Iets links van die dode boom zien we enkele meters verder een enorme boom staan bij de ingang van het dorpje. Als we Ramil binnenwandelen, zien we dat het een tamme kastanje is. Deze imposante tamme kastanje-boom blijkt al 800 jaar oud te zijn, en nog altijd flink bladdragend. Indrukwekkend om zo’n enorme en eeuwenoude boom nog in zo’n goede conditie te zien.
We wandelen gedrieën verder over het plaveisel van dit dorpje Ramil.

Triacastela
Verderop zien we aan onze linkerhand achterin een weiland de blokkendoosachtige slaapvertrekken van de Xunta-herberg van Triacastela. We zijn nu dus gearriveerd in Triacastela.
Deze eerste herberg is al vol voor de komende nacht, dus Marloes loopt nog met ons mee, verder het stadje in, op zoek naar een slaapplaats voor de nacht. Verderop gaat een afsplitsende straat naar rechtsboven, naar vier herbergen. Hier nemen we afscheid van Marloes, want wij lopen nog een kwartiertje door naar het centrum en naar de kerk van Triacastela.
In een nis in de kerktoren van deze kerk staat een stenen beeldje van Sint Jacob.
In het koor van deze kerk vind ik nog een tweede beeld van Sint Jacob, hier afgebeeld als pelgrim en als apostel.

Taxi
In iets minder dan 5 uren hebben we vandaag de 21 kilometer van O Cebreiro naar Triacastela afgelegd.

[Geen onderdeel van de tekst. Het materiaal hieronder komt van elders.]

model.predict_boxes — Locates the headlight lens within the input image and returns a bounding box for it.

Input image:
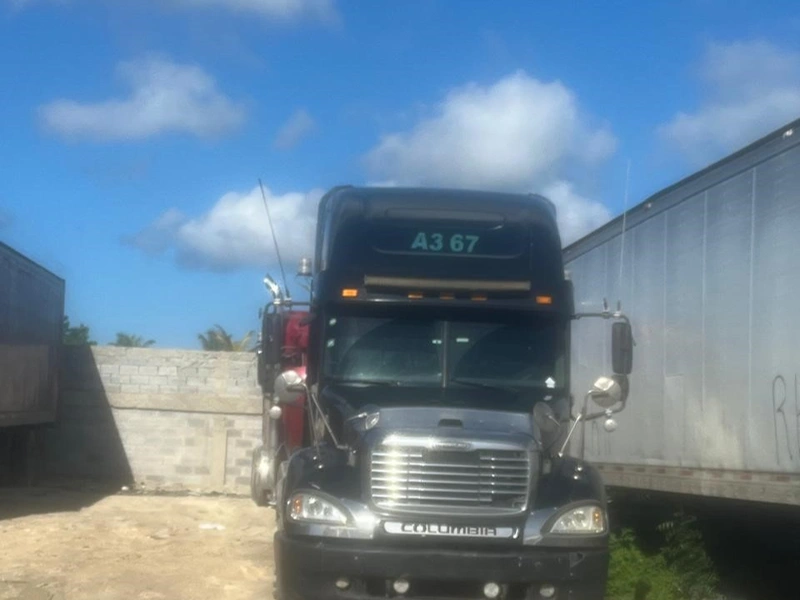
[550,505,606,534]
[289,492,347,525]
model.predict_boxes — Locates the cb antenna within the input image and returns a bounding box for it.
[617,159,631,296]
[258,177,292,298]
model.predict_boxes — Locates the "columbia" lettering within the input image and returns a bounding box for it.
[383,521,514,538]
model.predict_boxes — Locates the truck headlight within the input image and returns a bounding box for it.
[550,504,607,535]
[289,492,347,525]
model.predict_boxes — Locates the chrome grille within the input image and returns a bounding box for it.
[370,445,531,511]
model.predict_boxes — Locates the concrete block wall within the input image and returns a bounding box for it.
[45,346,262,493]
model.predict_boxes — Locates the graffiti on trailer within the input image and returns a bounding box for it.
[772,373,800,466]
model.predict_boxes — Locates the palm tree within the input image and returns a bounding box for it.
[110,332,156,348]
[197,325,255,352]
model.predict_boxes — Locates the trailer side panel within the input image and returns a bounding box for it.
[565,122,800,504]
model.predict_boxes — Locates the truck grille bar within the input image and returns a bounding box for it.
[370,445,531,512]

We lopen vanuit het centrum van Triacastela naar de doorgaande weg van de LU635. Daar bestellen we bij een café een kop thee voor ons beiden en vragen we de barkeeper om voor ons een taxi te bestellen om over tien minuten te kunnen vertrekken. Bij het eerste telefoontje krijgen we de mededeling dat we een uur moeten wachten op de taxi. Een tweede taxibedrijf zal ons ook ongeveer zolang laten wachten. Maar het derde telefoontje van de barkeeper resulteert erin dat we ruim vijf minuten later al in de taxi zitten, richting O Cebreiro. Daar halen we onze huurauto weer op en dan rijden we met de huurauto terug naar onze Camping Santa Marina in Portomarín.